Ryder Lauren S, Sprakel Joris, Talbot Nicholas J
The Sainsbury Laboratory, University of East Anglia, Norwich Research Park, Norwich NR4 7UH, UK.
Laboratory of Biochemistry, Wageningen University and Research, Wageningen, the Netherlands.
Curr Biol. 2025 Jun 9;35(11):R485-R490. doi: 10.1016/j.cub.2025.01.036.
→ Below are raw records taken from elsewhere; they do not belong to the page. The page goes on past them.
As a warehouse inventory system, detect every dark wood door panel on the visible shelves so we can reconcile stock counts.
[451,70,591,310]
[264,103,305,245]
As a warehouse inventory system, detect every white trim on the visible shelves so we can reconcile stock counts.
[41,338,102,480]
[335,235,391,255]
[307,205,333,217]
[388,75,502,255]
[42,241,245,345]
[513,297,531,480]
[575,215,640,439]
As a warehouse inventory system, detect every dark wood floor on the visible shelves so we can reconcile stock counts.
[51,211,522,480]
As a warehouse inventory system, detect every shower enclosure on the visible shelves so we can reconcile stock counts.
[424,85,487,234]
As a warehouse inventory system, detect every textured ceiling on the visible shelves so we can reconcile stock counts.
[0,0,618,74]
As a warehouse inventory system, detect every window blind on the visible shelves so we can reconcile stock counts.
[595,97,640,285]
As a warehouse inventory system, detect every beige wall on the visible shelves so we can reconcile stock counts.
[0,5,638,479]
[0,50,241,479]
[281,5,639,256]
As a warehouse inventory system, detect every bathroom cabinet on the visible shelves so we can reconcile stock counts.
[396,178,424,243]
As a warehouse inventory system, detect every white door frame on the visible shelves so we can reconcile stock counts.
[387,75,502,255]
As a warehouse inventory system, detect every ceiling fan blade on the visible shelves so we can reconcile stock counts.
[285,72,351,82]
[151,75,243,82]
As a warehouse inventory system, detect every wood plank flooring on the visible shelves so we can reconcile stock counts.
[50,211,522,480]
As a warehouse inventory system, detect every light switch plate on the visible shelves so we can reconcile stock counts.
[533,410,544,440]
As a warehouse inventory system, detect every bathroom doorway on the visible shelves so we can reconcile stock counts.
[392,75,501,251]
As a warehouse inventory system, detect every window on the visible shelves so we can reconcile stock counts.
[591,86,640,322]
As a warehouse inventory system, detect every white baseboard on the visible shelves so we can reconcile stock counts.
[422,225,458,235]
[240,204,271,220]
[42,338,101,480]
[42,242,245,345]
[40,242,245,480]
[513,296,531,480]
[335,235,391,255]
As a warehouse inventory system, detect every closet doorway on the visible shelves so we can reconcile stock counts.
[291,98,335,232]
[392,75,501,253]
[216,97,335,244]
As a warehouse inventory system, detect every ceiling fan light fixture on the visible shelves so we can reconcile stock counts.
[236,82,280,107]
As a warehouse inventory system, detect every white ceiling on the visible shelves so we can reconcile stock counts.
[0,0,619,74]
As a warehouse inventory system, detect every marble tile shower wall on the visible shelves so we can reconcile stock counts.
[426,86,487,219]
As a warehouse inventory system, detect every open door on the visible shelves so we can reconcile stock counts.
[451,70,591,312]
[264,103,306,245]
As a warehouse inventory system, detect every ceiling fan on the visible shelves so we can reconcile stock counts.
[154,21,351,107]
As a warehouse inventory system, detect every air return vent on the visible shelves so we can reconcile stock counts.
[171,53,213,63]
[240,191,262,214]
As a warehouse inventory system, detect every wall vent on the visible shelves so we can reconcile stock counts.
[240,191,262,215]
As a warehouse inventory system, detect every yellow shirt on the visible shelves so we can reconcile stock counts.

Our usual encounters with fungi are when we observe mushrooms in forests or moulds on food that we failed to eat on time. In both instances, however, we are only seeing a very limited view of fungal growth. Fungi are osmotrophs, which means that they consume the food that surrounds them by secreting enzymes to degrade polymers into simple sugars, fatty acids and amino acids. This type of growth has a number of consequences - it explains why fungi secrete toxins and antibiotics to protect their food sources from competitors and why they can grow so rapidly. It also explains why fungi have evolved the capacity to forcefully invade hard substrates, such as wood, animal skins and the cuticles of plants. By doing so, they can access new sources of food, often inaccessible to their competition, and this has enabled fungi to become highly successful pathogens of both animals and plants, causing diseases in organisms as diverse as insects, amphibians, humans, reptiles, and rice plants. It is becoming clear that, in addition to their prodigious secretion of enzymes to degrade complex substrates, fungi can exert very substantial physical forces. Such forces are probably essential for many aspects of the fungal lifestyle, including colonisation of their usual habitats like soil and leaf litter, which require penetration and invasion to enable their digestion by fungi. But for pathogenic fungi, the requirement for invasive growth is even more acute. In this Primer, we explore the mechanobiology of fungal invasive growth and the emerging view of the different mechanisms that fungal pathogens deploy to gain entry to host tissue. We focus mainly on plant pathogens, where recent experimental work has been most extensive, and highlight key research questions for the future.
我们通常遇到真菌的情况是在森林中观察蘑菇,或者看到食物上长出霉菌,而这些食物是我们没能及时吃掉的。然而,在这两种情况下,我们看到的都只是真菌生长的非常有限的一面。真菌是渗透营养型生物,这意味着它们通过分泌酶将聚合物降解为单糖、脂肪酸和氨基酸来消耗周围的食物。这种生长方式会产生一系列后果——这就解释了为什么真菌会分泌毒素和抗生素来保护其食物来源免受竞争者的侵害,以及它们为什么能如此迅速地生长。这也解释了为什么真菌进化出了强行侵入坚硬基质(如木材、动物皮肤和植物角质层)的能力。通过这样做,它们能够获取新的食物来源,而这些来源通常是其竞争者无法获得的,这使得真菌成为动植物非常成功的病原体,在昆虫、两栖动物、人类、爬行动物和水稻等各种生物中引发疾病。越来越明显的是,除了大量分泌酶来降解复杂底物外,真菌还能施加非常强大的物理力。这种力可能对真菌生活方式的许多方面都至关重要,包括在土壤和落叶层等它们通常的栖息地进行定殖,这需要穿透和侵入才能使真菌进行消化。但对于致病真菌来说,侵入性生长的需求更为迫切。在本入门文章中,我们探讨了真菌侵入性生长的力学生物学以及致病真菌用于进入宿主组织的不同机制的新观点。我们主要关注植物病原体,因为最近在这方面的实验工作最为广泛,并突出了未来的关键研究问题。